TALİHSİZ BRUNO FERNADES... Golünün kendisine iadesinden sonra penaltıdan 2. Golü atan oyuncu üçlemeye (Hattrick) çok yaklaştı. Net bir vuruşu kalecide kalırken yayın üstünden vuruşu direkte patladı. Dünya Kupası’nda bir üçleme nasip olmadı.
Maçın yıldızı elbette Bruno Fernandes oldu. Ancak ben Pellistri’yi çok beğendim. Real Madridli Valverde, 2022 yılında en beğendiğim futbolculardan biriydi. Fakat Uruguaylı genç yıldız bu maçta tam bir hayal kırıklığı yaşattı.
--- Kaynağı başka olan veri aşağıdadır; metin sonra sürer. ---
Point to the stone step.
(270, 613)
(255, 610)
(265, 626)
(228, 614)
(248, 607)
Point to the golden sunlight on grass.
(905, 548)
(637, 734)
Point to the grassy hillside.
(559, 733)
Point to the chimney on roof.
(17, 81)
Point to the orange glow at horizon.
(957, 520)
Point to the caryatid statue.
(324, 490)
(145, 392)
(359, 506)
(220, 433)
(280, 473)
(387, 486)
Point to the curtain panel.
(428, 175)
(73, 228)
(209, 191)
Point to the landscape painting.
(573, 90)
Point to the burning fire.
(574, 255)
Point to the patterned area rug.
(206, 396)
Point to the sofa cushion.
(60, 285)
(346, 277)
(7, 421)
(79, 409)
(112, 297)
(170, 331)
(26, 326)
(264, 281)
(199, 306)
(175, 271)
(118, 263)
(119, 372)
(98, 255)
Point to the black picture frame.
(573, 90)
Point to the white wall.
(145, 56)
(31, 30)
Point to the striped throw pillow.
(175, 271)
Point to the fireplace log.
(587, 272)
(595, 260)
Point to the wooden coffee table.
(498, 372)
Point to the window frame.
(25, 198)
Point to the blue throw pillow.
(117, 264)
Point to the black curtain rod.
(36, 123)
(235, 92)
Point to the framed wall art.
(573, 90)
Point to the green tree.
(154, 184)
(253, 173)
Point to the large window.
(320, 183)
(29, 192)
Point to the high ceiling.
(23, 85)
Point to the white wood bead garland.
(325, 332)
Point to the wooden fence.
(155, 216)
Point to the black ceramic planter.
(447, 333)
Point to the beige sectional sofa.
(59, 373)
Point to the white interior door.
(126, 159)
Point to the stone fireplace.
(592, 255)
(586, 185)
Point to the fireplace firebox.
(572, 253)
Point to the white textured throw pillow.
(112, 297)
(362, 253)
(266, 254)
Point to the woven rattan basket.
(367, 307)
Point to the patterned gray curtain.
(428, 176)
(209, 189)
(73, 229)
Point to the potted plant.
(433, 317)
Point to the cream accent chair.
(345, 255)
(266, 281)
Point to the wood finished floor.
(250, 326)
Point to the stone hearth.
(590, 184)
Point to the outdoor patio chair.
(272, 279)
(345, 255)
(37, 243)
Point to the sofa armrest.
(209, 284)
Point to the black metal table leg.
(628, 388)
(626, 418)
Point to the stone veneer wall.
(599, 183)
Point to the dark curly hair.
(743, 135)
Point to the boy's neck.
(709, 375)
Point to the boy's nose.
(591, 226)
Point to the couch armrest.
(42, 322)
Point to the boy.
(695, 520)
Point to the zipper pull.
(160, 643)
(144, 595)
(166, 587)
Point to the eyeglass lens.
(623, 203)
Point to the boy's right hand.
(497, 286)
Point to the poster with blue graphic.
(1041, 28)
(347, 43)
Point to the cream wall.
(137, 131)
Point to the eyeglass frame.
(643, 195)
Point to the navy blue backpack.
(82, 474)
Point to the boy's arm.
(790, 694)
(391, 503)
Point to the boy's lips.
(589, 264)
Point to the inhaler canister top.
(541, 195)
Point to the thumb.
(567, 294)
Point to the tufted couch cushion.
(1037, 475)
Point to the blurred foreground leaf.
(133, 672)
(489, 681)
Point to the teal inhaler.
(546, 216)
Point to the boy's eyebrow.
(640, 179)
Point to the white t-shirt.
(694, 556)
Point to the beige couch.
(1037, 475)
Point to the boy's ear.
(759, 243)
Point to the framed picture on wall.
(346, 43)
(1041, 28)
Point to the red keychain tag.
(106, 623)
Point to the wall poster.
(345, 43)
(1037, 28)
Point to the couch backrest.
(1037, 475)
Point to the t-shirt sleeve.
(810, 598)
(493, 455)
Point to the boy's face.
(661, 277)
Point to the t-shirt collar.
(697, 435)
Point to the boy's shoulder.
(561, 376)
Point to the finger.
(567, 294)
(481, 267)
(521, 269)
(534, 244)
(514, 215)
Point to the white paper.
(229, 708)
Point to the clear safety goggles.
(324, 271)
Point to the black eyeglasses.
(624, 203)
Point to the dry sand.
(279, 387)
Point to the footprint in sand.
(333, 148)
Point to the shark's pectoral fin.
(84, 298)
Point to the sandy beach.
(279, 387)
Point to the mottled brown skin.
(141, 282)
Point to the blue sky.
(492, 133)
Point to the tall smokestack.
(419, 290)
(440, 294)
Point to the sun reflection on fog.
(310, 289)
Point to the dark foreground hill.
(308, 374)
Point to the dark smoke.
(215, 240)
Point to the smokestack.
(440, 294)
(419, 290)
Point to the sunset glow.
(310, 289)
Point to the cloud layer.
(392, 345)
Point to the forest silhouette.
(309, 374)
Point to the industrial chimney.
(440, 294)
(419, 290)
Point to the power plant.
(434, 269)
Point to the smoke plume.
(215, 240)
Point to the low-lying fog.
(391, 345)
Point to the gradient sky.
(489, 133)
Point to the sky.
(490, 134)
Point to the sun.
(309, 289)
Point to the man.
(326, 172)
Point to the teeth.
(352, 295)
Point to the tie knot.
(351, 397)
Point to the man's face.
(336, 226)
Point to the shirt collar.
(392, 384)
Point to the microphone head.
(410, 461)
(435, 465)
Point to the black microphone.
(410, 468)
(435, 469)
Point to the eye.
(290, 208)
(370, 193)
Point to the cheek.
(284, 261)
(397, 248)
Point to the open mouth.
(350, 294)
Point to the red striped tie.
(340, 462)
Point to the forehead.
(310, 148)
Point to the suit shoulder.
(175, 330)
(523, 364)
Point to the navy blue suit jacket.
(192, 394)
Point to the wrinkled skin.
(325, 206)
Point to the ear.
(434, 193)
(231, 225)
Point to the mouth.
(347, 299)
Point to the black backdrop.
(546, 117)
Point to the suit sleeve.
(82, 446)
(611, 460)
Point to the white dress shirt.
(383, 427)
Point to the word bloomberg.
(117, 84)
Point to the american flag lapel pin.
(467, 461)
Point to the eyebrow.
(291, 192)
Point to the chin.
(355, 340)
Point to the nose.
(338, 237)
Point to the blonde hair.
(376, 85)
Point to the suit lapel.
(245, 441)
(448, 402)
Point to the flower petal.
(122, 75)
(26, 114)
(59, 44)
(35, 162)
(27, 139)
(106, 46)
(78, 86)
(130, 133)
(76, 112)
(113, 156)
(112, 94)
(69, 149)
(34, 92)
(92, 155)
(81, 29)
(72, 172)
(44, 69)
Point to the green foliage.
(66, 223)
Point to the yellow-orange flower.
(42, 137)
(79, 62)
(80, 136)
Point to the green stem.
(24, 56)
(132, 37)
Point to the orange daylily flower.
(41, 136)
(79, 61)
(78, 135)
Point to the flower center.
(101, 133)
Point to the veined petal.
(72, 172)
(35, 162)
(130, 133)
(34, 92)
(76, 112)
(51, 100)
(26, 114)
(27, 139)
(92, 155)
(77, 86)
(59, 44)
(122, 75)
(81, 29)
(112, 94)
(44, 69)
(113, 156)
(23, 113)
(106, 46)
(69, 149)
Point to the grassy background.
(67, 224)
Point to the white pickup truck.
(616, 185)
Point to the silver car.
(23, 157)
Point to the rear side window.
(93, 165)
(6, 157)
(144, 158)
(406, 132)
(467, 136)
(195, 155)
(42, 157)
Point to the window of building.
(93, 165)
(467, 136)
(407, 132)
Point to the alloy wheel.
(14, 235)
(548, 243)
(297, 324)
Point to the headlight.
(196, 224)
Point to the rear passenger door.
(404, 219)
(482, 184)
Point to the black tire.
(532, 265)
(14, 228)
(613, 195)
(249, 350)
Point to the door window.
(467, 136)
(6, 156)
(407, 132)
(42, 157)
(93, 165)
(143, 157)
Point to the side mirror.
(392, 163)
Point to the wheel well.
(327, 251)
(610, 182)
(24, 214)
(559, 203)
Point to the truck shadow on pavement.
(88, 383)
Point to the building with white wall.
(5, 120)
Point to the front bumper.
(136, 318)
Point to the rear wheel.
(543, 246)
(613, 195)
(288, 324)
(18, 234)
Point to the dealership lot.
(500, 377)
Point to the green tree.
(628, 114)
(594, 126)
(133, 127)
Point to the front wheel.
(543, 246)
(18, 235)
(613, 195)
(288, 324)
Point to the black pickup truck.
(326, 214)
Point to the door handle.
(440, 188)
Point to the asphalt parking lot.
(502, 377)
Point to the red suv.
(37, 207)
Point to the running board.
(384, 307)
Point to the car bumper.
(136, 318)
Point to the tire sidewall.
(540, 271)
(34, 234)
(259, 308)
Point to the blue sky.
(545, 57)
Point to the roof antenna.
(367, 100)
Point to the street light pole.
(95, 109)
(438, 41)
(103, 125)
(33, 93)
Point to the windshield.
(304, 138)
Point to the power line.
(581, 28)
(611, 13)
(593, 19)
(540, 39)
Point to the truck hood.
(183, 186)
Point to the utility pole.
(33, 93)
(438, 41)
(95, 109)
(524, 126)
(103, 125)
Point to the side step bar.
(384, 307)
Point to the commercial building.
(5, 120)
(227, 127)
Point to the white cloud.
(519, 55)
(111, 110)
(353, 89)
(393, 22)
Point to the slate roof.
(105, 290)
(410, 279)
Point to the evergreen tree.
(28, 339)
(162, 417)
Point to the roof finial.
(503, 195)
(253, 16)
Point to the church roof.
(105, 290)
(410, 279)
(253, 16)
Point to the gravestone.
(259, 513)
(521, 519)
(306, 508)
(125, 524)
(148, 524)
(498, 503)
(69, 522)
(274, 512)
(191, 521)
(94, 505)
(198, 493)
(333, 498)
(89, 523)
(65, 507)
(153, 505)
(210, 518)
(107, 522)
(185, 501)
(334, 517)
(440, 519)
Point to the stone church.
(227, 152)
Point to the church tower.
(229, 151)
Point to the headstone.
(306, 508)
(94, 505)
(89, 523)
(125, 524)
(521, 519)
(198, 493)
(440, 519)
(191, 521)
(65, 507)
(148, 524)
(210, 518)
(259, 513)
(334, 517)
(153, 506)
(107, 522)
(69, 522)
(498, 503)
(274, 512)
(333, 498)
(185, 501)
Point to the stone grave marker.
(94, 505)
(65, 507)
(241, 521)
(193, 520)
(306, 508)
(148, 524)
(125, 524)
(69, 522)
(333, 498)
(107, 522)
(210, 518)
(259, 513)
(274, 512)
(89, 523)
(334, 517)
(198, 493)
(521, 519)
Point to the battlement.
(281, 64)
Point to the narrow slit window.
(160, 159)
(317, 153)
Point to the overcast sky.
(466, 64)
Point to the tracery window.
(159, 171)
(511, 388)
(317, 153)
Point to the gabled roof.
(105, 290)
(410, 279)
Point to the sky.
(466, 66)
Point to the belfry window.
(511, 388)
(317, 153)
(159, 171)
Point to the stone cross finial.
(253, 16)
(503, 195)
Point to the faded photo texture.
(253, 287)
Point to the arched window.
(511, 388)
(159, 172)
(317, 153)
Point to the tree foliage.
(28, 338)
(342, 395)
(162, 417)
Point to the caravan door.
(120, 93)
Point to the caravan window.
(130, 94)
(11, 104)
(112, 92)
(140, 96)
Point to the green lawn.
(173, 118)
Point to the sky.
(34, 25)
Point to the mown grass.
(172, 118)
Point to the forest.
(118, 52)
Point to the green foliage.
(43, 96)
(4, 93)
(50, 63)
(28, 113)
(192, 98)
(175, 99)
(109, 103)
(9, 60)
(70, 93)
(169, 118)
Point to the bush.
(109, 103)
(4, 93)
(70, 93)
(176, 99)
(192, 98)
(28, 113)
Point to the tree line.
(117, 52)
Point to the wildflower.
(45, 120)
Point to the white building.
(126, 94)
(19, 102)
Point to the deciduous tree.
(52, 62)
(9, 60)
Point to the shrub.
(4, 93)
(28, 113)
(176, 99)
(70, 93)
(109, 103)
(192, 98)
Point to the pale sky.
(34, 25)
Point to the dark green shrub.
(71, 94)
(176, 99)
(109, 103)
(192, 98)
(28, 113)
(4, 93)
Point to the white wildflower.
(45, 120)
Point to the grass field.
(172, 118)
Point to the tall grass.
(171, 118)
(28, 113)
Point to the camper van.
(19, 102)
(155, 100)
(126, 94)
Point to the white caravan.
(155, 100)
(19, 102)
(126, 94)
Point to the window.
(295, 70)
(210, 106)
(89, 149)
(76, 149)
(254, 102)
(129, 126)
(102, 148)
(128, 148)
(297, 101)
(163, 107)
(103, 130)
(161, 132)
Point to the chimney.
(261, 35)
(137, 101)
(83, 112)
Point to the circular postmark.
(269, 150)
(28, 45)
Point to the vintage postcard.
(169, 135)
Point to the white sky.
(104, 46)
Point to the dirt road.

Portekiz gruptan çıkan ilk takım olurken ikinci olmak için 3 takımın şansı sürüyor.
NOTLAR;
En İyi Maç İngiltere-ABD (0-0)
İyi Maçlar Galler-İran (0-2)
Belçika-Fas (0-2)
Hırvatistan-Kanada (4-1)
En İyi Oyuncu Mbappe (Fransa)
İyi Performanslar Messi (Arjantin), Dest (ABD), Fernandes (Portekiz), Pellistri (Uruguay), Olmo (İspanya), Sane (Almanya)
En Güzel Gol Enzo Fernandes (Arjantin)
En İyi Hakem Danny Makkelie (Hollanda/İspanya-Almanya maçının hakemi)
En Sıkıcı Maç Hollanda-Ekvador (1-1)
En Renkli Taraftar Meksika, Gana, Kamerun, Portekiz
En İyi Enstantane Portekiz-Uruguay maçı, dakika 90+3... Penaltı kararı çıkınca Uruguaylı futbolcular penaltı noktasını bozma teşebbüsünde bulundu. Bunun üzerine 3 Portekizli penaltı noktasını koruma altına aldı.
GENEL NOTLAR;
*Maçların bir kısmının ilk yarıları berbattı.
*Teknik direktörlerin formsuzlukları göze battı.
*FİFA’nın talimatına rağmen futbolcuların sağlığının korunmasında problem yaşandı. Gözler Neymar’ı aradı.
*Turnuvaya formsuz başlayan spikerler sınıfta kaldı.
*Yayıncı kuruluşumuz TRT sadece maçları yayınlamakla yetindi. Turnuvanın hikayesini aktarmakta son derecede başarısız oldu.
*Ve bir soru... N’olucak bu Almanya’nın hâli?